There is a distinction between happiness and joy. The first known use of the word joy happened in the 13th century. The century the Black Plague arrived in the world. Merriam-Webster’s prime definition of joy is the emotion evoked by well-being, success or good fortune. So, how can it be that when one has good fortune, good health, good prospects, they can lack joy. Further, they can fundamentally lose the capacity to enjoy things, unable to attain felicity and delight in even the smallest of things?
This is the core of why I started writing on this blog; I needed to remind myself of the joy and wonderment and awe in the world, that there is delight and spectacle in the minute. All I had to do was pause and look, listen and receive. My favorite Catholic hymn has a chorus – taste and see the goodness of the Lord. And I made an intentional practice of rejoicing in the goodness of the world. By goodness, I mean beauty (not morality).
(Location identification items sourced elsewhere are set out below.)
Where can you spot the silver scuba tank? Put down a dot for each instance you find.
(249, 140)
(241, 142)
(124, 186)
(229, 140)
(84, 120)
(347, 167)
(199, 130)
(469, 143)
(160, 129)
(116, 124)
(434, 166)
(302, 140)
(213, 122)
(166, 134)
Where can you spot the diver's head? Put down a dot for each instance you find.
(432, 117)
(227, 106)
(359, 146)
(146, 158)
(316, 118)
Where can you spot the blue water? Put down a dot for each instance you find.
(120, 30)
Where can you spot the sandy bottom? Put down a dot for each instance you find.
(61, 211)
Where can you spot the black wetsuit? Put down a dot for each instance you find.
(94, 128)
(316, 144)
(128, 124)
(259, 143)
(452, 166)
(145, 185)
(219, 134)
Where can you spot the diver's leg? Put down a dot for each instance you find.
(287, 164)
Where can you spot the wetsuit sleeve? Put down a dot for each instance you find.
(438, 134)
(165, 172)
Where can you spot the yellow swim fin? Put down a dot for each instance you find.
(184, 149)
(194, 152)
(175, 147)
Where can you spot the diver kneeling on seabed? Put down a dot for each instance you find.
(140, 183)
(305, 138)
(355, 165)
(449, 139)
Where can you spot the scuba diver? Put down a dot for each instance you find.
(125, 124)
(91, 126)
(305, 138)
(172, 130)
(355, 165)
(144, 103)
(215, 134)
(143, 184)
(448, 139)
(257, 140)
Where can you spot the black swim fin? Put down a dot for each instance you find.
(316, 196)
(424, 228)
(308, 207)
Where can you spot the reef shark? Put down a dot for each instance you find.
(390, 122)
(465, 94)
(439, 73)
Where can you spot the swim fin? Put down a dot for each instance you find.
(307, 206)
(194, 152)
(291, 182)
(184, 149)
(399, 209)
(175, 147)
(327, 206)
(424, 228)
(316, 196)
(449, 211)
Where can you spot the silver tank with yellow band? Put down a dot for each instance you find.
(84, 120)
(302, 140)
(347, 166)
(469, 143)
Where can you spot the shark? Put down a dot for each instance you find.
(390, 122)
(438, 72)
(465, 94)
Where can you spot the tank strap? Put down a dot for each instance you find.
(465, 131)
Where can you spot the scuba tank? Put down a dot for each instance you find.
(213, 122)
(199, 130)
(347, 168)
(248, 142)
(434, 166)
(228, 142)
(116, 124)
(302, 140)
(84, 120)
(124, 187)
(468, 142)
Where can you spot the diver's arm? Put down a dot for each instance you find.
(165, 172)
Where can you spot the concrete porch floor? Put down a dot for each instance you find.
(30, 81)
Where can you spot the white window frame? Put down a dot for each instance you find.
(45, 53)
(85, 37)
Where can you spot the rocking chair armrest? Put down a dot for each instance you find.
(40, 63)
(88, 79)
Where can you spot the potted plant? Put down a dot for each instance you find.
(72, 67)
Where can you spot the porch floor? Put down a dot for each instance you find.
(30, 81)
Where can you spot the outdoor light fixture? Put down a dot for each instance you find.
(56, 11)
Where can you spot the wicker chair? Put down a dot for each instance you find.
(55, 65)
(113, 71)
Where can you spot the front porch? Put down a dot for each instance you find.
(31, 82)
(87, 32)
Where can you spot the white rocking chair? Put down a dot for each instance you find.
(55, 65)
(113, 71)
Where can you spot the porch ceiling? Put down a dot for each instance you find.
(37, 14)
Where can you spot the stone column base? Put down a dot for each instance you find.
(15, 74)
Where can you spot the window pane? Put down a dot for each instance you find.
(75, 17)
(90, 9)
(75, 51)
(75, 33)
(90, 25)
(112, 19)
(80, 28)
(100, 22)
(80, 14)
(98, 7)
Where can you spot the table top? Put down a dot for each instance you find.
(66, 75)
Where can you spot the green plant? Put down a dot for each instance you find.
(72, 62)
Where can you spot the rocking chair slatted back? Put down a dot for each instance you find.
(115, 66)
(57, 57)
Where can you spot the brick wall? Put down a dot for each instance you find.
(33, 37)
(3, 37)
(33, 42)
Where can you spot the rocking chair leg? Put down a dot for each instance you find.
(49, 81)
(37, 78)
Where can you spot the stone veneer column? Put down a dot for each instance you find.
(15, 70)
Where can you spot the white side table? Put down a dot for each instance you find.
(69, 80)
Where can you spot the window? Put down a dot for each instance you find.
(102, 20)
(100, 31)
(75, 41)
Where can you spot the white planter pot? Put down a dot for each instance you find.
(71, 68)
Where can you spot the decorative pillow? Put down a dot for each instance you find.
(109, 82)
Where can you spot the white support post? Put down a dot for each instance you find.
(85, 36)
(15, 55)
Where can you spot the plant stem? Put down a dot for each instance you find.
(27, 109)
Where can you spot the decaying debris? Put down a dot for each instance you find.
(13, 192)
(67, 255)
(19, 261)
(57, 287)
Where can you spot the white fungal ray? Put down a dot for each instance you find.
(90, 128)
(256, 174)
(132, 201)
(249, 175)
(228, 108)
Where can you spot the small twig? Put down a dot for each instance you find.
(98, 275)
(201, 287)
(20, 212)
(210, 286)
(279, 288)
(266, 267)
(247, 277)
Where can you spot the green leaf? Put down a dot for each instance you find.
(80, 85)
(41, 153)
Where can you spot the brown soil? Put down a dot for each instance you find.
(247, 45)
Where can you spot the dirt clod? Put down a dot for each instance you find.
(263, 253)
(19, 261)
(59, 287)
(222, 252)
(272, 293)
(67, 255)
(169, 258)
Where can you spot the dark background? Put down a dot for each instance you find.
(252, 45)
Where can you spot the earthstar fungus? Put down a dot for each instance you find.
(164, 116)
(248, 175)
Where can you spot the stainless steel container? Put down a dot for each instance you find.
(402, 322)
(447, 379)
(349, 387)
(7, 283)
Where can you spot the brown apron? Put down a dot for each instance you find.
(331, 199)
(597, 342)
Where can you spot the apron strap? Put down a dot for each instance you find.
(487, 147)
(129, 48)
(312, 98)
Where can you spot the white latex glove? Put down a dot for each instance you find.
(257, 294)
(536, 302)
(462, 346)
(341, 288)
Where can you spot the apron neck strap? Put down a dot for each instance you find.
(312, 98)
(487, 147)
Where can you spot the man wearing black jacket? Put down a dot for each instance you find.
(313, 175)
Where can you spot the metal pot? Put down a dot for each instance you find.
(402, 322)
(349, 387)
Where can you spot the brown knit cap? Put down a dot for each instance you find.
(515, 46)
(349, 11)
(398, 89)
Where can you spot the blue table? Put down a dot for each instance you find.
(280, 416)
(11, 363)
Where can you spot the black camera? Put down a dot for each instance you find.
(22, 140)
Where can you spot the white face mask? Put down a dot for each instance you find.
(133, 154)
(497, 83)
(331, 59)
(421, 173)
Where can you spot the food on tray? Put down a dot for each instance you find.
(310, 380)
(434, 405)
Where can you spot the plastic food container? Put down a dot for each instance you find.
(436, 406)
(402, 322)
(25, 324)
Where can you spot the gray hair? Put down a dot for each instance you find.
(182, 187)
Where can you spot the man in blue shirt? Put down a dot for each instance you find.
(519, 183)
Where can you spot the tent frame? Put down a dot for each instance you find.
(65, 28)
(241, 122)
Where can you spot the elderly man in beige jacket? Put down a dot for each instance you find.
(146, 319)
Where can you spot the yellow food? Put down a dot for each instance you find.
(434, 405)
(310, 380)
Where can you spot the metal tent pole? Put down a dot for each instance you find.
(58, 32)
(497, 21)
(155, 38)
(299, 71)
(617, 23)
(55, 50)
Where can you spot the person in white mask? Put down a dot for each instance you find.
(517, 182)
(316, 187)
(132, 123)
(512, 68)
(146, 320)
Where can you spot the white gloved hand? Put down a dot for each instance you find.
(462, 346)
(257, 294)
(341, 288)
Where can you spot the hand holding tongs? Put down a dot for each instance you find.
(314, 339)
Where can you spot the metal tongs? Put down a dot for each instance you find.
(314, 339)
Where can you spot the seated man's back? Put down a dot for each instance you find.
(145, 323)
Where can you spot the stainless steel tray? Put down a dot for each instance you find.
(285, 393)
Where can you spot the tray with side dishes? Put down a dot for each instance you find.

And I have surrounded myself with many, many things that call me to rejoice in the wonder of it all. I garden. I grow food and flowers and trees. I sprout future loquat and date trees from the seeds I pluck out of the flesh of the fruit. The knowledge and inherent will of a seed to grow is amazing. I don’t control that. It is buried in the DNA of the seed itself. I am obsessed with Youtube videos from Mossy Earth and Carbon Cowboys and regenerative farming. That when we stop trying to willfully control the land, the land just does it’s thing. Seeds long dormant in the soil regrow, species not seen on the American Prairies for 100 years come back. The System has a will of its own, a design greater and more significant that me. And I rejoice in that. I have the Cornell Ornithology Lab’s app on my phone and when I am gardening, I turn it own and learn the bird sounds and species that I share my land with, that find my 3.55 acre friendly and hospitable. I rejoice! I make sourdough. (disclaimer – so did 20 million other people when the pandemic happened). But I use my sourdough starter every week. I like the self-sufficiency and I love that invisible microbes float in the air around me and have the power to convert ground wheat and water into bread. And it is yummy bread. And long, long ago, a human figured out that they could leavened ground grain and water into a dough and cook it in fire.
How to find joy? It’s not about happiness. Happiness is over-rated and as fleeting at a line of coke. It is an illusion, trickery and deception. It taunts and persuades you to chase it. But joy simply wants you to be still, pause, taste, see, hear and know the goodness of the moment.